US Can’t Find Families of 545 Detained Minors
By Sandra G. Leon
The US government can not locate the families of 545 children separated from their parents under the Trump Administration border policy that has held thousands of kids during the past three years.
A new report by the US Department of Health and Human Services (HHS) found that 545 children are still separated from their families because no one can track down the parents to determine what to do with the minors.
The US is currently running radio commercials in Mexico and throughout Central America in hopes of locating the parents. Court-appointed staff are working in Guatemala and Honduras to search for parents through public records and birth certificates.
Many of the parents were deported by Immigration and Customs Enforcement (ICE) before immigration officials could document the relationships with children held in detention centers run by HHS.
Now, up to three years later, many of the parents have returned to their native countries and either moved to other cities or were left homeless and in refugee camps that are unsafe.

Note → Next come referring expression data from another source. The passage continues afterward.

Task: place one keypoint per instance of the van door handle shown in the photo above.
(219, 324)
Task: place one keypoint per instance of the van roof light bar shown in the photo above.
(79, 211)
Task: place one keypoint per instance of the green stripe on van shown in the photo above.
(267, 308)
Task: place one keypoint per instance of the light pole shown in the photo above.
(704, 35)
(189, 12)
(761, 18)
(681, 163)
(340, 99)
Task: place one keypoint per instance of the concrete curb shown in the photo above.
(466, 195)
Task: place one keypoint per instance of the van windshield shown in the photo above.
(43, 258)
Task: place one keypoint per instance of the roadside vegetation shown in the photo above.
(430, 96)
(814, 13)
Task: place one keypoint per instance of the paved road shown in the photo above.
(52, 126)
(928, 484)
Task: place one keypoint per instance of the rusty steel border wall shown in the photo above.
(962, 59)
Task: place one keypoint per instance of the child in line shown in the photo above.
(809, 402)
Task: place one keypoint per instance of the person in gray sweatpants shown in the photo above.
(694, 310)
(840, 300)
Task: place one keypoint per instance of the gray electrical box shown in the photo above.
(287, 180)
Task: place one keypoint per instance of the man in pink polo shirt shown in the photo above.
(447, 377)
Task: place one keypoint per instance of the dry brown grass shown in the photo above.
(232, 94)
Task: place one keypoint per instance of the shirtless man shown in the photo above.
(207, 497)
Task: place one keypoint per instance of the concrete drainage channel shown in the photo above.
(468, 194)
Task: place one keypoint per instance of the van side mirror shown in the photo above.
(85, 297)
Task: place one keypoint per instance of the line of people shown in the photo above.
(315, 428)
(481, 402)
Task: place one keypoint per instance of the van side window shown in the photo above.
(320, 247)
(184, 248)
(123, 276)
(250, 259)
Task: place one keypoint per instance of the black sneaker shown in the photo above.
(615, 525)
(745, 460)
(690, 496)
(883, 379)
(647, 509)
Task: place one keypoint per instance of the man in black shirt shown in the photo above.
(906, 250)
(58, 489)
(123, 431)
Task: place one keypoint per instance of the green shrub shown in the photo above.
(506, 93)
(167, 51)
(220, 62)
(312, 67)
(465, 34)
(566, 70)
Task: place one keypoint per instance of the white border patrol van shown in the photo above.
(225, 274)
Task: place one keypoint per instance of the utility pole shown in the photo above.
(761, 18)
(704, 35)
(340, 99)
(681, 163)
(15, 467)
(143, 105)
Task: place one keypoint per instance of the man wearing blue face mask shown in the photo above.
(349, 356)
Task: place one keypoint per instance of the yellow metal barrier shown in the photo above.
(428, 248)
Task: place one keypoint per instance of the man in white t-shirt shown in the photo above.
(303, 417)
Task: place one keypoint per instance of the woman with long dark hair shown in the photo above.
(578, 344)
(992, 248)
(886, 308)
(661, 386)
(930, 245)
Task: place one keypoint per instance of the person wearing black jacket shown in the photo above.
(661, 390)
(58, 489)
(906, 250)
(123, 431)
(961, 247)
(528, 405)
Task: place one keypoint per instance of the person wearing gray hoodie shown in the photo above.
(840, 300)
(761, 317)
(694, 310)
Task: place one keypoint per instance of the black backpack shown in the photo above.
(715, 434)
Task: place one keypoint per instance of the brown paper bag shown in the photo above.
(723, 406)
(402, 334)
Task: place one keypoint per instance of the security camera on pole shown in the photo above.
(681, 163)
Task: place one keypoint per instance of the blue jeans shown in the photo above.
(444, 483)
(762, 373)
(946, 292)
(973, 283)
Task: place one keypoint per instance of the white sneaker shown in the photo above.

Thousands of refugees have reported being assaulted, raped, and extorted for money while staying in camps either awaiting asylum hearings in the US or after being deported back to their country.
Thousands of children were separated from their parents under a zero-tolerance policy started by Trump in 2017. Parents were processed and held by ICE while minors were held in detention centers controlled by HHS and run by private companies. Immigration and child advocates complained of the treatment of the minors after many were found to be held in overcrowded facilities, with some children sleeping on concrete floors.
Although hundred of minors were eventually reunited with parents or immediate family members, some families have still not been located. HHS has not said what will happen to minors who cannot be successfully reunited with relatives. These children are not US Citizens.